If you are still drinking--and let's face it, stopping is going to be a tough first step--drink drinks you don't like all that much.  It helps you pace.  If you go out, don't go out till late at night, i.e. close to bartime, so that there's not a lot of time for you to drink.  Sipping on a drink you don't like will take you longer to finish it.  If you nurse two (normal) drinks over the course of two hours, you should be ok.

 

I'm with everyone else.  You need to start going to AA or a similar program.

Statistics tell us that people that drink and drive are rarely caught so I have to imagine you have done this numerous times to get caught twice.  If you must drink then keep a supply of alcohol AT HOME.  Drink at home and DON'T drive until you can sort things out in AA.

The fact that you can't control your drinking when you are out shows that you have a problem.  As adults we all must take responsibility for our actions and this is your wake up call.  It is up to YOU to fix YOU.  The folks at AA can help you, but you need to go in and get help.
Caedmida, I'm sorry that you're in this position.  Personally, I have no tolerance for anyone who drinks, even one alcoholic beverage, and drives.  You said this is your second in 10 years, so I'd not jump to conclusions that you're alcoholic.  You do, however, suffer from poor judgement and that's something only you can fix.   Make it a rule for yourself, a pact with yourself, that if you do go out to drink or drink at home, you'll not be anywhere near the keys to a vehicle. 
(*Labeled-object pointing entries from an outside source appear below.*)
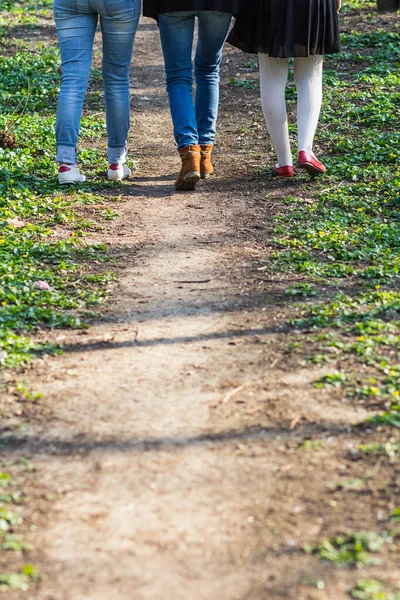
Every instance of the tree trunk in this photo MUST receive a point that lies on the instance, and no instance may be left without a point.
(388, 4)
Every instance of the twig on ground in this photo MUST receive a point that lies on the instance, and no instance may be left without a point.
(232, 393)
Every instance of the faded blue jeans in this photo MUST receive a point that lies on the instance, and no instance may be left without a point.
(194, 123)
(76, 22)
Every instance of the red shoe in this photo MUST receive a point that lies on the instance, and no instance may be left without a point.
(286, 171)
(310, 164)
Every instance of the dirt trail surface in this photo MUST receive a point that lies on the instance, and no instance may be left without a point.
(175, 418)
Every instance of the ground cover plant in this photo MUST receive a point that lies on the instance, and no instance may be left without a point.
(46, 276)
(50, 276)
(341, 232)
(337, 235)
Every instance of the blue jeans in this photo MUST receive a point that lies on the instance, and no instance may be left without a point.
(193, 123)
(76, 22)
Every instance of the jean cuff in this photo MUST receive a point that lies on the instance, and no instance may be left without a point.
(117, 156)
(66, 154)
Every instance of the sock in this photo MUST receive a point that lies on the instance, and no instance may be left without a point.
(308, 78)
(273, 79)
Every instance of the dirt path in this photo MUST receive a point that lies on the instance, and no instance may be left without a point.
(171, 447)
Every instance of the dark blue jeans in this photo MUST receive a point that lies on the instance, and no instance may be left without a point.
(194, 123)
(76, 24)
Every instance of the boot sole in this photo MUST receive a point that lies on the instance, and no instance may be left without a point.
(189, 182)
(113, 177)
(311, 169)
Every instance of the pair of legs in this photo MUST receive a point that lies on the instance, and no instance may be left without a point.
(308, 79)
(194, 122)
(76, 24)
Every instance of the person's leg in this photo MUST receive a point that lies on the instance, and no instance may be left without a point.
(308, 78)
(75, 32)
(273, 79)
(176, 31)
(213, 29)
(119, 25)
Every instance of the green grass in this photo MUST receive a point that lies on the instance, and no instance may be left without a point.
(32, 205)
(353, 550)
(341, 232)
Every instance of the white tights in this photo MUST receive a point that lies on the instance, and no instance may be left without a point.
(308, 79)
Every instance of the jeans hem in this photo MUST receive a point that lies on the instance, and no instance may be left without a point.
(66, 154)
(117, 155)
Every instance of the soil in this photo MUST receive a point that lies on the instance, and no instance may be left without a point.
(173, 425)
As to getting to work, is there public transportation, ride share programs, a decent bike route?  A taxi is always an option and is expensive, but may be your only recourse.  A salesperson without a vehicle is in a hard spot, and you're learning that lesson.  Don't forget it - grow with it.  It'll only make you a better person.

Teach your young one not to follow in your steps.  Let him (or her) see what drinking and driving can do.  It may be the best lesson he learns.
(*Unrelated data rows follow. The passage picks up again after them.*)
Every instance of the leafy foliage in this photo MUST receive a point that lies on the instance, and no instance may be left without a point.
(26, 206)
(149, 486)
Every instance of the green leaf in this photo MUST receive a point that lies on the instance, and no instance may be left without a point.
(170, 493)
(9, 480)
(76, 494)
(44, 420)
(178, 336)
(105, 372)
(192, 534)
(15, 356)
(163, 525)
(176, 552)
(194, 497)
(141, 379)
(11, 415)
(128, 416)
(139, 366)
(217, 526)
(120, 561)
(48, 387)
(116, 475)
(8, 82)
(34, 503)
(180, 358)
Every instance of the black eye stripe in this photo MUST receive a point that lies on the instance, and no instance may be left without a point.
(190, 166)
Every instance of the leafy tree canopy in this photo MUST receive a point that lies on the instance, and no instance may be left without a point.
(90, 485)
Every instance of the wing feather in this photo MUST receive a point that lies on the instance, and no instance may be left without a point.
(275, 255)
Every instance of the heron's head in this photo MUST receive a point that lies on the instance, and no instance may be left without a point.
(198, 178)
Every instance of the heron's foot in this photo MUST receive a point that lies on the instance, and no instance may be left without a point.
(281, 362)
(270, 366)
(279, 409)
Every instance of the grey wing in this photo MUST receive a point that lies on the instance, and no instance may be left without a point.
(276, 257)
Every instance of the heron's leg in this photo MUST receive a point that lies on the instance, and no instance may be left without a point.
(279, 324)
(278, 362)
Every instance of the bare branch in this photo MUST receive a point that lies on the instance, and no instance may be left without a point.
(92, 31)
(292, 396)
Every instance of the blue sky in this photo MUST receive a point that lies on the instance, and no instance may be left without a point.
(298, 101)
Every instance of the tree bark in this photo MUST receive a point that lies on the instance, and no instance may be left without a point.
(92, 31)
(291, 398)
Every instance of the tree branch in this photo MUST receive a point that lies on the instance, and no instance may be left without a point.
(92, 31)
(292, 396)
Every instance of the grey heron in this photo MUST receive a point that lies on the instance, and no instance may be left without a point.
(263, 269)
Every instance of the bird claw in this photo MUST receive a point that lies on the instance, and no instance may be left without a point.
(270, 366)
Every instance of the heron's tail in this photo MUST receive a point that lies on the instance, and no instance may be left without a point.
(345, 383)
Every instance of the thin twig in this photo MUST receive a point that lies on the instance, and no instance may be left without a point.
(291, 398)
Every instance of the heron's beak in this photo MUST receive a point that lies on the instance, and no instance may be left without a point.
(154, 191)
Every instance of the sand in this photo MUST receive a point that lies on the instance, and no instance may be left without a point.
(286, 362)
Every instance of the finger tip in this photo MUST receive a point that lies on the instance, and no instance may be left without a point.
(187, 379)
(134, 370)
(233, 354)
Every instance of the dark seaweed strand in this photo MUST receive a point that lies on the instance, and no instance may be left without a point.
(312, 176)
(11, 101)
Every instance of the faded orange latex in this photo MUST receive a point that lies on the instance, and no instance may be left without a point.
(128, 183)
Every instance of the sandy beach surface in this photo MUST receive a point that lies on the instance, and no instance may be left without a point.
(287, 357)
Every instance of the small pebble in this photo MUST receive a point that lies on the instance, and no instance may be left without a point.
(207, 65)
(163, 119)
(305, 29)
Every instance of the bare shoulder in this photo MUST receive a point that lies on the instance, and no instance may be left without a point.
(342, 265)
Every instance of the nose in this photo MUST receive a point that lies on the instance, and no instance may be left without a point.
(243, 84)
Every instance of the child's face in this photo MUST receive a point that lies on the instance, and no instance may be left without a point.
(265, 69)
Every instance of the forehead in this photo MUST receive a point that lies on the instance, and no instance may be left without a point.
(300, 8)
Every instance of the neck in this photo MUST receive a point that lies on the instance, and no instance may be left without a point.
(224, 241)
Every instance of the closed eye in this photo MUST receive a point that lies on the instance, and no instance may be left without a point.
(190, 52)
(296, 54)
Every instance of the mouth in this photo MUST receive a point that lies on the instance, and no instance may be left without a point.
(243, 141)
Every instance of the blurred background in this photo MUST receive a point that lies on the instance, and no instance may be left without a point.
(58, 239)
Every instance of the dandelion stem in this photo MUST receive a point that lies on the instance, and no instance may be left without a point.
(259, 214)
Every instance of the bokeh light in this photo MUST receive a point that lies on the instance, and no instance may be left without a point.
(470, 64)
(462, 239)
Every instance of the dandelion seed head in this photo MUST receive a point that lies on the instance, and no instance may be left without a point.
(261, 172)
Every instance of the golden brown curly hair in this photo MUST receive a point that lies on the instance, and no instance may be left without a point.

I hope things work out for you. 

You are so right about the statistics.  Over the years, I have enjoyed meeting with friends or the occasional happy hour after work with colleagues.  If someone else was driving, I enjoyed getting a bit tipsy, not to the point of a.m. hangover.  I was earning a very good salary and purchased a blood alcohol "breathalyzer" from the Sharper Image so I would know if and when it was safe for me to drive.  I was appalled to learn that only one #### put me over the legal limit.  A rude awakening to say the least.   I had driven after 1-2 drinks many times, felt fine, NEVER drove recklessly or pulled over.  Had I gone out frequently or even weekly, the outcome could have been much different, my life irretrievably altered, possibly other lives also.  Needless to say, I NEVER  drink and drive.  There just is no excuse.  If a person can afford to go out drinking, they should also have money for cab fare. 

CAN'T BELIEVE MONSTER CENSORED THE WORD  C O C K T A I L!!

Great advice!  You clearly have more insight than most.  Still, for many of us, me included, 2 drinks nursed over a couple hours or even a few, may exceed the legal limit.  I am the epitome of a cheap drunk. 

On the other hand, my tolerance for medication is amazing.  I am completely unfazed by muscle relaxants and pain medications that cause others to drop.  I do not, of course, drive under the influence of any substance  aside from caffeine.